The disclosure comes amid sustained unrest over the development, which sits on wetlands and beaches along Albania’s southern coast that are home to sea turtles and flamingos, the latter adopted as a symbol by the self-styled “Flamingo Revolution” against the resort and alleged government corruption in general.
Kushner and his wife, Ivanka Trump, have said the idea for the resort came to them after they spotted the coastline from a yacht. He unveiled renderings of hotels, villas and marinas on social media in 2024.
Nightly rallies that began in May, initially focused on the project, have broadened into a wider movement demanding Prime Minister Edi Rama’s resignation over accusations of corruption.
A crackdown last week saw riot police deploy tear gas and water cannon against demonstrators outside parliament, injuring 15 officers and leading to 25 arrests. A Tirana court freed 19 of those detained on Sunday, placing two under house arrest and ordering a dozen others to report periodically to judicial police.
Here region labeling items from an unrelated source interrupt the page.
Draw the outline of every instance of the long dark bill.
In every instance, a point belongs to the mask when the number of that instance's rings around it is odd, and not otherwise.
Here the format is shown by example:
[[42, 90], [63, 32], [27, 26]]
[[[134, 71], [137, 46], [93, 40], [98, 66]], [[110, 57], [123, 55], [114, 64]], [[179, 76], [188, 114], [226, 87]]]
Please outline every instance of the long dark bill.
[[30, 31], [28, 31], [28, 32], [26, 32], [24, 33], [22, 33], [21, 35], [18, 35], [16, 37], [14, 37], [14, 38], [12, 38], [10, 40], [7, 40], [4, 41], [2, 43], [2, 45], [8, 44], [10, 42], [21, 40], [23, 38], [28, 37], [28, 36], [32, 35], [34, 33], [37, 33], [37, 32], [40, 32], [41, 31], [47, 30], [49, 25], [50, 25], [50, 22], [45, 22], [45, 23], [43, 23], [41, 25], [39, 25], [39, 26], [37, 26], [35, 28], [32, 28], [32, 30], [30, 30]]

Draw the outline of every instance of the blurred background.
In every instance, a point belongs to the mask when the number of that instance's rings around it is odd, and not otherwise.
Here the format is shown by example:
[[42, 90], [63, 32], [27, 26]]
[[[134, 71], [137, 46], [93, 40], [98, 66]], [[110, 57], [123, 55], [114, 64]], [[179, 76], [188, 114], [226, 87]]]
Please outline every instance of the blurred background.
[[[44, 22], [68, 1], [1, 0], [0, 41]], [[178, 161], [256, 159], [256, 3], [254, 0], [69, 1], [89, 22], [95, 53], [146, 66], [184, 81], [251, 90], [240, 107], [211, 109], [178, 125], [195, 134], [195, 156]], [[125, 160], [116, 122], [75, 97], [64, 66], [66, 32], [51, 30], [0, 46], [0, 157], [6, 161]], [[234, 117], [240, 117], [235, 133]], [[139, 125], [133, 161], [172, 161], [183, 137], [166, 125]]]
Entela Koja, one of the protesters, said “this is a revolution against the big guys who want to use Albania like a playground for the rich.”
Villagers near the site have separately pursued a decade-long legal challenge to Shehu’s ownership claim, presenting title deeds and tax records they say establish that they are the rightful owners.
Nikolin Markpalaj, one of the landowners, told Al Jazeera: “I told them it would not be easy for them to take this land and enjoy someone else’s land and property. What is happening in this country is madness.”
Rama’s government has dismissed the protests as orchestrated by political rivals and insists the project complies with Albanian and European Union law.